The Wayback Machine - https://web.archive.org/web/20160514130116/https://www.cs.odu.edu/~zeil/cs252/s15/Public/ftp/

File Transfer

Steven Zeil

Last modified: Jan 19, 2015

Contents:
1. Before You Start: Understanding Transfer Modes
1.1 Text Files versus Binary Files
1.2 Identifying the File Contents
1.3 Transfer Modes
2. Transferring Files Across the ODU Local Network: Samba
3. Transferring Files Across the Internet: ftp
3.1 Anonymous versus Private FTP
3.2 Transferring Files
4. Secure File Transfer: sftp and scp
5. Problems and Inconsistencies

If you prepare files on one machine but want to use them on another, you need some means of transferring them. For example, if you edit files on your home PC or on a PC at one of the Teletechnet sites, you will eventually need to get those files onto the CS Department network. On the other hand, you may want to take files your instructor has provided off of that network for use on your home PC.

1. Before You Start: Understanding Transfer Modes

A complicating factor in transferring files from one computer to another is that you must decide whether the files you want to transfer should be treated as “text” or as “ binary”.

1.1 Text Files versus Binary Files

All files are containers of bytes. But in many files, these bytes are intended to represent text:

Such files are referred to as text files. The way in which text is encoded as numbers in a text file is governed by various international standards, which we’ll look at in just a moment. Because so many programs observe these standards, you can safely manipulate text files with a wide range of different text-oriented programs, even ones that the original creator of the text file might not have intended or might not have known about.

In other files, the numbers really are numbers. They encode data in a more complicated fashion, not line by line of text. These are called binary files. The way in which information is encoded into a binary file is entirely determined by the programs (and their programmers) intended for use with the file. Manipulating a binary file with any program not intended for that specific kind of encoding can be disastrous.

Variations among Text Files

ASCII

Since the late 1960’s, most text files were encoded using the ASCII character set. This encoding uses the numbers 0–127 and so fits comfortable into an 8-bit byte (which can actually hold the numbers 0–255). The numbers 32–126 denote the ASCII characters, including the blank space, upper and lower-case letters, numbers, and punctuation characters. Numbers 0–31 and 127 are used for various control characters_[1]. Originally, these control characters were used to “control” output device behavior. For example CR (carriage return) cause a printer to move its print head to the leftmost column of a page. LF (line feed) caused a printer to move one line down on the page.

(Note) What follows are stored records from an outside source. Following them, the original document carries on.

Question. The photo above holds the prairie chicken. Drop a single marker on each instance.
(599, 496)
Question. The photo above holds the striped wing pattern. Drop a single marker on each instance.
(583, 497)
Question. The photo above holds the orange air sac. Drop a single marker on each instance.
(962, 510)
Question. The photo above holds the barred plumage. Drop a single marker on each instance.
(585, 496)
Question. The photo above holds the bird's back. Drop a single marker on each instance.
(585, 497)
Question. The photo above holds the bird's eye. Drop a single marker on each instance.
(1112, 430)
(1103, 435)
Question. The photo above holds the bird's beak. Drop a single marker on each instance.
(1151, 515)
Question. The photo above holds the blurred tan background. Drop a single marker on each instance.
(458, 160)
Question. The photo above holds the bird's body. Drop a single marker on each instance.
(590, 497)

In modern usage, only a few of these control characters will appear in a text file. TAB characters are common, and CR and LF are, as we shall see, used as line terminators. FF (form feed) character were originally used to tell a printer to feed in a new form (page) and are still occasionally used to indicate the start of a new page.

One of the ways to tell if a file is intended to be an ASCII text file is to look for characters that fall outside the normal range of characters. If it has bytes containing numbers 128–255, it definitely is not ASCII text. If it has bytes containing numbers in the range 0–31, other than 10 (LF), 11 (TAB), 12 (FF), or 13 (CR), it probably is not ASCII text.

ASCII Line Termination

Even if you have ASCII text in a file, there is some variation on how to encode the file. Windows and other operating systems disagree on how to divide an ASCII text file into lines.

This means that ASCII text files created in Windows tend to look, to a Unix program, as if they have extra ^M characters near the end of each line. ASCII files created in Unix, on the other hand, tend to look to a Windows program as if the entire file contains only one line with odd ^J characters sprinkled inside.

Unicode

Although ASCII has been queen of the text encoding world for most of the history of computing, it has limitations. Modern applications need many more than the 96 printable characters available in ASCII. Unicode is an international standard encoding that uses multiple bytes per character to extend ASCII (the 128 ASCII characters are preserved in Unicode at their original numeric values), adding characters from international alphabets, mathematical and musical symbols, simple graphics, and a variety of other “utility” characters.

Unicode actually has multiple ways of encoding these extensive characters. One Unicode encoding simply uses two bytes per character, for a total of 65238 possible characters. But since most text files are still heavily oriented towards ASCII (0–127), this doubles the size of the typical text file with a lot of zero bytes. So another popular encoding (called "“UTF–8”) uses 1 byte to represent an ASCII character, with a special non-ASCII byte value used to signal that the next character coming will be a multi-byte Unicode value.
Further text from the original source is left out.